Anxiety and stress are postulated to increase the risk for postpartum depression. Our study found women in the deployed group had a threefold increased risk for postpartum depression in comparison with the nondeployed group after controlling for multiple confounders. Prior studies evaluating rates of postpartum depression in women whose spouses were deployed either at the time of the postpartum visit or during pregnancy found increased rates of postpartum depression. Smith et al18 show a postpartum depression rate of 16.2% if spouses were deployed at the time of the postpartum visit compared with 8.1% among patients whose spouses were not deployed at the postpartum visit. Additionally, Robrecht et al19 demonstrate a 2.75-fold increased risk for postpartum depression among women whose spouses were deployed at some point during the pregnancy. Although these prior studies may not have accounted for the timing of deployment or adjusted for confounders, the results of our study and the prior strengthen our findings.

This study suggests deployment of a spouse during the entire pregnancy is associated with an increased risk for preterm delivery and postpartum depression. Given continuing conflict, American soldiers will continue to deploy to global hot spots; therefore, it is incumbent on us to find solutions to mitigate these risk factors because military commanders do not have the ability to prevent the deployment of soldiers with pregnant spouses as a result of operational constraints. One possible intervention that still allows for the deployment of the solider, which may possibly reduce adverse perinatal outcomes in this population, is group prenatal care. This care model allows eight to 12 women to go through their entire prenatal care together as a group with the same health care provider. There is evidence to suggest this model may be associated with lower rates of preterm delivery when compared with a traditional model.20–23 20–23 20–23 20–23 Our study was not powered to evaluate the differences between group prenatal care and this is an area that requires further investigation.
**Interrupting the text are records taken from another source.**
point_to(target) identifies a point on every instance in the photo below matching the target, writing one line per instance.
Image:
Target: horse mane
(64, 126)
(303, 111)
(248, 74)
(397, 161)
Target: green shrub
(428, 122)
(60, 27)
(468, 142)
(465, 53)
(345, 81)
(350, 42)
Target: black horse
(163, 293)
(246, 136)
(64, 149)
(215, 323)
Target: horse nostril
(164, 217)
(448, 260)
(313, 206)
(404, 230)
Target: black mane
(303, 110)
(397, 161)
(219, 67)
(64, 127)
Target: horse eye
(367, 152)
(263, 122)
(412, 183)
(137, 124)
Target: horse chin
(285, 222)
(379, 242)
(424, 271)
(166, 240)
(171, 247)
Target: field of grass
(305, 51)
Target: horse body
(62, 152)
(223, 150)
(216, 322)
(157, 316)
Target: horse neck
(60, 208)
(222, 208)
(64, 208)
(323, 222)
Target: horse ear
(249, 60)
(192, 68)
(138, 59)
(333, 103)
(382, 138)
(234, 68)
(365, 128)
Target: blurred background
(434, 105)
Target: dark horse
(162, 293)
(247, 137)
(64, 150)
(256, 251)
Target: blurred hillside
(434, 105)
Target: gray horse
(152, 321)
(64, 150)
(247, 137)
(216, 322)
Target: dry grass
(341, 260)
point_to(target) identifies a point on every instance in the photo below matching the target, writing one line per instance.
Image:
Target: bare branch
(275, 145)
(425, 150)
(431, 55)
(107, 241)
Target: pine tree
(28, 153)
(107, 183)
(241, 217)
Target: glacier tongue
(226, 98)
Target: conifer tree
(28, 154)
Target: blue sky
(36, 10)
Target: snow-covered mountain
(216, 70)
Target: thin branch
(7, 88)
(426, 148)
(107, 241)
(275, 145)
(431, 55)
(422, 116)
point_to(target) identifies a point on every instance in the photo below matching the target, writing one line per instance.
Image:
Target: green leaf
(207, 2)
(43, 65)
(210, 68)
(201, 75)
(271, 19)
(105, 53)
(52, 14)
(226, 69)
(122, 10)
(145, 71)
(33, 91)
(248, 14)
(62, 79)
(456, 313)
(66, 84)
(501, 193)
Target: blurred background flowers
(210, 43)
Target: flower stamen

This study has several limitations. The study includes solely an Army population, which may limit generalizability of some of the findings. Additionally, the deployed group consisted of spouses deployed during the entire pregnancy. Therefore, this study cannot comment on whether there are any perinatal effects if a spouse were deployed for only a portion of the pregnancy.

The principal strength of our study is it is a large study that prospectively examines the overall effects of spouse deployment to a combat zone throughout pregnancy on obstetric and neonatal outcomes. In addition, this study accounted for multiple confounders for postpartum depression, which may have affected these outcomes.

In conclusion, we present evidence that deployment of a spouse during pregnancy may be associated with a higher risk for preterm delivery and postpartum depression. In the setting of continuing global conflict, it is likely that the United States will continue to engage in armed conflict. By identifying risk factors that may lead to preterm delivery and postpartum depression, we can implement strategies to reduce these adverse outcomes and financial costs associated with these complications. The results of this study are important to not just the military obstetrician, but all practicing obstetric providers in the United States because 50,000 live births occur at civilian institutions each year.8 We hope this study will serve as an impetus for future research that may assist in examining the effects of military deployment on subsequent pregnancy outcomes and, more importantly, interventions that, if implemented, may reduce these negative outcomes.